Jeremy wants to distinguish bots from browsers without having to trust they are who they say they are. He expects some are lying, so he looked for ways to measure behavior.

The first measurement deals with the fact bots try to index a website. When you type in search words, the web crawler looks for pages associated with those words, disregarding how they’re arranged on a page. That means a bot pulls down HTML files far more often than other things.

Jeremy first looked at HTML downloads. Bots should have a high percentage. Browsers pull down smaller percentages.

More than 90 percent of the nulls pulled down nothing but HTML — typical bot behavior.

A single measurement wasn’t enough, so Jeremy devised a second based on another marker of bot behavior: politeness.

Bots could suck down webpages from a server so fast it would shut down the server to anyone else, Jeremy says. That might prompt the site administrator to block them.

So bots take turns. “They say, ‘Hey, give me a page,’ then they may crawl a thousand other sites taking one page from each,” Jeremy says. “Or they might just sit there spinning their wheels for a second, waiting, and then they’ll say, ‘Hey, give me another page.’”

Browsers go after only one page but want all images, code, and layout files for it instantly. “I call that a burst,” Jeremy says. “A browser is bursty; a crawler is not bursty.” Bursts equal a certain number of visits within a certain number of seconds.

What ‘bursty’ behavior indicates

Ninety percent of declared bots had no bursts and none had a high burst ratio. Sixty percent of nulls also had no bursts, lending credence to Jeremy’s belief they’re bots.

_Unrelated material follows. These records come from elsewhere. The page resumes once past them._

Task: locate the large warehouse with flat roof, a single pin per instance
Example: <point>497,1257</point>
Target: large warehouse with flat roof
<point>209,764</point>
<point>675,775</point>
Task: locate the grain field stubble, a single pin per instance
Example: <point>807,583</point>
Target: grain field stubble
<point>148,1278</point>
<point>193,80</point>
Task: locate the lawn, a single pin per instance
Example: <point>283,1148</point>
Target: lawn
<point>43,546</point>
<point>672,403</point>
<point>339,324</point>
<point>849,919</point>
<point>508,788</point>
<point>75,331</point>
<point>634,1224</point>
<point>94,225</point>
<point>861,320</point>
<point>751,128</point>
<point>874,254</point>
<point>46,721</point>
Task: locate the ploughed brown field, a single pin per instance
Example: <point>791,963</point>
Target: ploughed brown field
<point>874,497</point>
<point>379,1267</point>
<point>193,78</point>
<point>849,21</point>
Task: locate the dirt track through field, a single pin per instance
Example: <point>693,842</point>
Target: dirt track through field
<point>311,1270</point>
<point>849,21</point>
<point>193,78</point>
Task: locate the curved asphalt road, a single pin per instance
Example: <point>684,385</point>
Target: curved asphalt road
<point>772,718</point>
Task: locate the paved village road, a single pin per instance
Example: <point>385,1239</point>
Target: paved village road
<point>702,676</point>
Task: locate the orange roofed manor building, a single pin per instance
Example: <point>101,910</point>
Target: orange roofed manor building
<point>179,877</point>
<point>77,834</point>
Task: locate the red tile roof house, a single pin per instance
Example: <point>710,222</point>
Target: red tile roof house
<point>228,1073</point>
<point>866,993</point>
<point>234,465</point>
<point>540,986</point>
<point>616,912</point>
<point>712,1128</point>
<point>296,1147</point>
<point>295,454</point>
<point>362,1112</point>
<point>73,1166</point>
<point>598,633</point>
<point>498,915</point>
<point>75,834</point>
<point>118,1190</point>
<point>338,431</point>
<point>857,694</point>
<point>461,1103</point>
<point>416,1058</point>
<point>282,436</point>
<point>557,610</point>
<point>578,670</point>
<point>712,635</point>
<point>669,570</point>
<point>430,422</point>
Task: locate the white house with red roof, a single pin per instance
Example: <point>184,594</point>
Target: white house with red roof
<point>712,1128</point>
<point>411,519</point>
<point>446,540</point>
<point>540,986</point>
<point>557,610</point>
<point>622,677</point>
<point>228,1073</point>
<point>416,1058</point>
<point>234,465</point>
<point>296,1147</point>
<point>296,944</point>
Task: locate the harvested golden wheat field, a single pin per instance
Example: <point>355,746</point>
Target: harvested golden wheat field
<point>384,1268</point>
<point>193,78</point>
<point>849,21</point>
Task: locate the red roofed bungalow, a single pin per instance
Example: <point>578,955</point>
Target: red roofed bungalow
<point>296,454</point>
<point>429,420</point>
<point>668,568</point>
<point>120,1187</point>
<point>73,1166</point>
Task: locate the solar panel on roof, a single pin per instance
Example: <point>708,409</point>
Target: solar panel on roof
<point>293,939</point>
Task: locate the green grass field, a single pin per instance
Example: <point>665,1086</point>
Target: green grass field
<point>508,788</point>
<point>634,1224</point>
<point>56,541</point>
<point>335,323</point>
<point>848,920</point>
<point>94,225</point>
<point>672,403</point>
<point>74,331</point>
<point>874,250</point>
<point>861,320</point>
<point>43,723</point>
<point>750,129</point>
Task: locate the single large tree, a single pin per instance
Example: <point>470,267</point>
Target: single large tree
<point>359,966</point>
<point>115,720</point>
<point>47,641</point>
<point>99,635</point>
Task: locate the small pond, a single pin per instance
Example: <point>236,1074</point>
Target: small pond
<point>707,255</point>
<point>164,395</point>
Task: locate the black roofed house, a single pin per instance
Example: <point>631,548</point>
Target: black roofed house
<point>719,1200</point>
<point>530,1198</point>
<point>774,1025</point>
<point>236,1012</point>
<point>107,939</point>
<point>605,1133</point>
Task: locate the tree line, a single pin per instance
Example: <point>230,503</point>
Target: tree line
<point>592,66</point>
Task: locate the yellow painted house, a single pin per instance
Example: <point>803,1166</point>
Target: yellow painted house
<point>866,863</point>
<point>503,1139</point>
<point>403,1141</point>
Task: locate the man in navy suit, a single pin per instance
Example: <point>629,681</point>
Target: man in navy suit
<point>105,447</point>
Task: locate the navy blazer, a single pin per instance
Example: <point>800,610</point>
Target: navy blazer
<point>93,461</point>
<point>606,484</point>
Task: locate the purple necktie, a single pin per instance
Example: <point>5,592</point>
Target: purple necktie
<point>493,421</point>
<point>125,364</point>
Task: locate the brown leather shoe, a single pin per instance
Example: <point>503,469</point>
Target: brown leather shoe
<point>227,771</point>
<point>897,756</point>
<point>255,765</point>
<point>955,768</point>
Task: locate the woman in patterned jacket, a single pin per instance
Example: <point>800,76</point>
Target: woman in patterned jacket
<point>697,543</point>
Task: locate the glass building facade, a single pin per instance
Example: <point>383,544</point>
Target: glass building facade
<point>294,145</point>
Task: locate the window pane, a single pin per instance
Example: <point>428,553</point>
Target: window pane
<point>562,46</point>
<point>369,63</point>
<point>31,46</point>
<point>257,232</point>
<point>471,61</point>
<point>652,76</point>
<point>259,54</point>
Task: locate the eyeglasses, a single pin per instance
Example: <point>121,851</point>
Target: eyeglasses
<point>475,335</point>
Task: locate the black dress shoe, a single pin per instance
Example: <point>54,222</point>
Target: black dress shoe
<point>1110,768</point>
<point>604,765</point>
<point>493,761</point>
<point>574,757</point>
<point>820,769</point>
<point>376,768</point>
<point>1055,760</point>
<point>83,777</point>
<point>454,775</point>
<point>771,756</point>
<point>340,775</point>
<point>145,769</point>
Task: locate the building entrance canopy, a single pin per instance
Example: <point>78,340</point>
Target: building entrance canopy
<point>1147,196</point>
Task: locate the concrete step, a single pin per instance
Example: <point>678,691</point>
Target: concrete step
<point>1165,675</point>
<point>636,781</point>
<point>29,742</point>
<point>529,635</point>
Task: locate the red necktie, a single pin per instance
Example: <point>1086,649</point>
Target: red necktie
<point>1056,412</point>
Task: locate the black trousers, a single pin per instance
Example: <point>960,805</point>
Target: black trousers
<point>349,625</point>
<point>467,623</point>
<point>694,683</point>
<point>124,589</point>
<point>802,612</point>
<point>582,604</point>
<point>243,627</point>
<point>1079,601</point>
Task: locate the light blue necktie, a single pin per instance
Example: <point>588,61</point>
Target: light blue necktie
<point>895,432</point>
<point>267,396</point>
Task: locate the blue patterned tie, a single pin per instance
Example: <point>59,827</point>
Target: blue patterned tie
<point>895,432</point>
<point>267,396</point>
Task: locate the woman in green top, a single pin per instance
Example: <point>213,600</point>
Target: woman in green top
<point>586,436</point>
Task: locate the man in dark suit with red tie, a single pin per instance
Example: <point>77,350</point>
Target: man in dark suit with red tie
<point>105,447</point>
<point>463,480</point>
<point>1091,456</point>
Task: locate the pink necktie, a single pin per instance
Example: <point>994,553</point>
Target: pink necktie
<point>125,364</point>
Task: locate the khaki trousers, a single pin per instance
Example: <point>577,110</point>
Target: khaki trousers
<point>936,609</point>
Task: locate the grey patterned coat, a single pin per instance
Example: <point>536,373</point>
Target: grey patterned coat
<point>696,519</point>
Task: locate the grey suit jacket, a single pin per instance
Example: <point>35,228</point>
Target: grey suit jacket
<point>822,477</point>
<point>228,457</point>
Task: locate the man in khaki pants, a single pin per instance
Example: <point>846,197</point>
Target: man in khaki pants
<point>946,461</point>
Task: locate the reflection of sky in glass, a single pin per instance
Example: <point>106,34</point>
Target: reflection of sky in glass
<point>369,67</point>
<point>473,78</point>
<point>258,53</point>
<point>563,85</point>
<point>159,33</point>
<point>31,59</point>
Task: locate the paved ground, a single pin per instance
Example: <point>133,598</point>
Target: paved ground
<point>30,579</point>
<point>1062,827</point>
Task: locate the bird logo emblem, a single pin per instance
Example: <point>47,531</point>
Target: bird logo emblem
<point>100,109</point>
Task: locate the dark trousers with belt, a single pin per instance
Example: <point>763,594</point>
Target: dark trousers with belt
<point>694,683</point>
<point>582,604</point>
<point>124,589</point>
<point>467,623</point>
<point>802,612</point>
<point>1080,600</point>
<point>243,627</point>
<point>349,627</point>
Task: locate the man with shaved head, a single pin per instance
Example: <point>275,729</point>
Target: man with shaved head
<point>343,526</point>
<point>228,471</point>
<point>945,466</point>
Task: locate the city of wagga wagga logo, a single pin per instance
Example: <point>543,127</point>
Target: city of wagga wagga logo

But 40 percent showed some bursty behavior, making them hard to separate from browsers. However, normal browsers behave predictably. When Jeremy combined both metrics, most nulls fell outside those parameters.

That left browsers who behaved like bots. “Now, are all these people lying to me? No. There could be reasons somebody would fall into this category and still be a browser,” Jeremy says. “But it distinctly increases suspicions.”

So he also looked at IP addresses. Unlike physical addresses, IP addresses can change. Say you plug your laptop into the Internet at a coffee shop, which assigns you an IP address. After you leave, someone else shows up and gets the same IP address. So an IP address alone doesn’t necessarily distinguish users.

There’s another identifier: a particular browser on a particular operating system, which leads to what’s called a user agent string. There are thousands of distinct strings.

IP addresses and user agent strings can collide, but Jeremy says odds are dramatically lower that two people will collide on the same IP address and user agent string within a short period such as a day. That tells him they’re probably different people.

Now he needs to bridge the gap between splitting groups and identifying targets of ill-intentioned emails. He has submitted proposals to further his research after the current funding ends this spring.

“The problem is significant,” he says. “Humans are one of the best avenues for entering a secure network.”